For Android, the mapping between caller and callee is held in a data table at runtime and requires many calls into App Shielding to fully populate. The target is to do this in 100 calls to ensure that there are many opportunities to detect runtime threats. This target can be changed in the configuration (see Configuring Protection Settings: Control Flow Abstraction).

Block Splitting (Experimental)

Control flow abstraction hides calls between symbols or calls to externals. If you have a large symbol with few or no dependencies, however, or if you want to increase the obfuscation of particular symbols, block splitting can be useful.

Block splitting takes the code blocks in one or more symbols/functions, splits them into smaller fragments, shuffles them with unrelated code, and inserts jumps to reconnect the control flow. Block splitting happens before control flow abstraction and consequently, if indirect links are chosen, this flow is hidden by control flow abstraction. The following diagram illustrates this effect:

You can control the size of the fragments (smaller being more obfuscated but slower) and specify the link type in the configuration (see Configuring Protection Settings: Block Splitting).

Note that block splitting currently does not handle code which throws or catches C++ exceptions. It might also cause crashes if code jumps directly inside the original function rather than via its entry point. For these reasons, block splitting is disabled by default but can be enabled in the configuration (see Configuring Protection Settings: Block Splitting).

Block splitting is considered "experimental" at this stage and should only be used if the target functions are extensively tested after protection.

Integrity Checking (Checksum)

To ensure that your code has not been tampered with (e.g., patched, hooked, or a breakpoint inserted), Jigsaw embeds a checksum network covering all the application code. This feature is tightly integrated with control flow abstraction, so to use integrity checking, you must have control flow abstraction enabled. By default, both features are enabled to a modest level.

A detected modification will disrupt the control flow of the app, inevitably causing a crash. This makes it difficult for an attacker to disable checksum processing, because the known good values are not available at runtime. Instead, computed values are used to direct control flow.

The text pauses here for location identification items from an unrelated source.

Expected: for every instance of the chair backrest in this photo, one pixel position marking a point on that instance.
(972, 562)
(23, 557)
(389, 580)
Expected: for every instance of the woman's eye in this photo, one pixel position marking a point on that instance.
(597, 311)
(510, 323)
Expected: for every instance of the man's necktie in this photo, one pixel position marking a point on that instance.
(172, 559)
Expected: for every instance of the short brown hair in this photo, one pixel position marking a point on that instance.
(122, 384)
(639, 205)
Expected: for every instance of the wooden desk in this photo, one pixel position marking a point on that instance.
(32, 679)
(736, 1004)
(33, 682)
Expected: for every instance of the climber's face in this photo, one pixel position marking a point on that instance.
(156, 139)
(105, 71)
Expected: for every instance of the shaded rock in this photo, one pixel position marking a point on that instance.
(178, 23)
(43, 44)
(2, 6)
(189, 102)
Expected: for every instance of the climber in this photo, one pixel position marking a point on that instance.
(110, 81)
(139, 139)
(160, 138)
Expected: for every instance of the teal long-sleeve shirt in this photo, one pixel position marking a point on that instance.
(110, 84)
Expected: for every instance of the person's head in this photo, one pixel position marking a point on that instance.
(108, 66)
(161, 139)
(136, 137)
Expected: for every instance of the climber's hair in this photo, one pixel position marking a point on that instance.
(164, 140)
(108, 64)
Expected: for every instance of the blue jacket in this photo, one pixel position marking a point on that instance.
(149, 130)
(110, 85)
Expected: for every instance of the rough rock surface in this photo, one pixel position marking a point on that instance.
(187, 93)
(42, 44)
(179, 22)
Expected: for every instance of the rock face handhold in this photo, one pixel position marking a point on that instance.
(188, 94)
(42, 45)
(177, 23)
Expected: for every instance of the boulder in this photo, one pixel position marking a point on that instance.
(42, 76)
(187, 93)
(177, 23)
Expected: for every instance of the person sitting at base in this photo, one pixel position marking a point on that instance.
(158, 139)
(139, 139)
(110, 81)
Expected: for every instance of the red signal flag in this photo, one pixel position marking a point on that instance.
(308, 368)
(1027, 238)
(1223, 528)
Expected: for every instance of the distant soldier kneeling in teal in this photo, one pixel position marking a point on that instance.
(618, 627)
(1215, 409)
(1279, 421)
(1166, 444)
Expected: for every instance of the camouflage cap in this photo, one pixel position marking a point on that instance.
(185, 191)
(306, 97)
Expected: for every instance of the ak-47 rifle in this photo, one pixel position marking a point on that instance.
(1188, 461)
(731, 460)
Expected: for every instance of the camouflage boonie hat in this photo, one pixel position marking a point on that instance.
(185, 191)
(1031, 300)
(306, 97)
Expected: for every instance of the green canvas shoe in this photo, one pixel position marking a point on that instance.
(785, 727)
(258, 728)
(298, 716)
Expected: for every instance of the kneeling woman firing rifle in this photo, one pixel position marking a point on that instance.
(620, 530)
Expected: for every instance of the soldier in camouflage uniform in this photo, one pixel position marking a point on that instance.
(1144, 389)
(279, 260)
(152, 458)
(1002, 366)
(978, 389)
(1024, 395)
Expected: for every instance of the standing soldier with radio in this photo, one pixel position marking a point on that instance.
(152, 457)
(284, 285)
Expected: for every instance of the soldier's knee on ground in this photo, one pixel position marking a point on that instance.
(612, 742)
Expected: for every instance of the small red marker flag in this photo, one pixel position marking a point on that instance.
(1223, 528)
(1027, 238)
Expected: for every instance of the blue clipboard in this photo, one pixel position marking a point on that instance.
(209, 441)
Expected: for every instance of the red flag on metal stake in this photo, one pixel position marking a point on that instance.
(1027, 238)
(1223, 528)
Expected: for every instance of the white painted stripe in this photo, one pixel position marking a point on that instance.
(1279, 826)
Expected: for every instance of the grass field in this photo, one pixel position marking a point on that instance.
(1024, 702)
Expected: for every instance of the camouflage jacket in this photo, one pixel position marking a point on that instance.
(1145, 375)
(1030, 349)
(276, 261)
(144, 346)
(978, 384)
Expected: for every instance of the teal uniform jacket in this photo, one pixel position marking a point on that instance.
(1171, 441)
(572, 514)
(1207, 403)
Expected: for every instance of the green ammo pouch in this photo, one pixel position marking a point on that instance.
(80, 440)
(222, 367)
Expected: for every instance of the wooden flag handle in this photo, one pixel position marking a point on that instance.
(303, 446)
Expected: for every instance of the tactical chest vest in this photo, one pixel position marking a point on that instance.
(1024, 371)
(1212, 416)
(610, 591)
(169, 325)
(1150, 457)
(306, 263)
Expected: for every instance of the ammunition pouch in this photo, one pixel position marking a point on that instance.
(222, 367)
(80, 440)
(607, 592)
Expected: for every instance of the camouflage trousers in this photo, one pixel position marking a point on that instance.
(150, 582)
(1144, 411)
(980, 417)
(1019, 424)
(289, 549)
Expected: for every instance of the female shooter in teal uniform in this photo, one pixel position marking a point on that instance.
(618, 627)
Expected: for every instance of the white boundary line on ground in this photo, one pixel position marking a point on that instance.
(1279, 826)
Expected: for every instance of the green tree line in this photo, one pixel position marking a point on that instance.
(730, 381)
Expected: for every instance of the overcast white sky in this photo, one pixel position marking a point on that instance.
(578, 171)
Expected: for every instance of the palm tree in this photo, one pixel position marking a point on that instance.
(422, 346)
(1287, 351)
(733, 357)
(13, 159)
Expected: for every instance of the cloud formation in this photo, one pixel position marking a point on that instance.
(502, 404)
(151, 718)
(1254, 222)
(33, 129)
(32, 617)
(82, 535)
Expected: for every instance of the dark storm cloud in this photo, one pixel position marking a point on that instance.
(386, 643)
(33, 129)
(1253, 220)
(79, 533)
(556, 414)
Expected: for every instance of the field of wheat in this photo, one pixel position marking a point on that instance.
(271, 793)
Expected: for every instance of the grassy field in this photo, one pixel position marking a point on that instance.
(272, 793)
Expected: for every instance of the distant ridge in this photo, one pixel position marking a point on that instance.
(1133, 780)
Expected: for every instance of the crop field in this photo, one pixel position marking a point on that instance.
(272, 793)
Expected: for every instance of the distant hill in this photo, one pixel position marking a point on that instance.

By default, integrity checking computes a low overhead checksum network that covers the whole app and randomly places checks throughout the app. In most cases, this provides strong protection with small performance overhead for no effort. To limit the performance impact, a level is used to determine the percentage of call instructions which are used for checksum validation. The default level is 50%, meaning that 50% of the call instructions redirected by the control flow are used for checksums. Because default value of control flow is 30%, 15% of the total call instructions (i.e., 50% of 30%) are used for checksum enforcement.

Due to randomness, there is a risk that key functions might be checked infrequently or not checked on main code paths, thereby leaving them exposed to modification. Similarly, there is a small risk that a checksum validation will be inserted in a key performance function and slow it down. See Configuring Protection Settings: Checksum for details on configuring around these occurrences.

Debug Stripping

Binary libraries contain a surprising amount of debug information, even on release builds and especially on debug builds. The Jigsaw native debug stripping removes those symbols and other debug information which is often left behind by standard strip commands. This protection technique has no impact on performance and actually reduces the size of the binaries.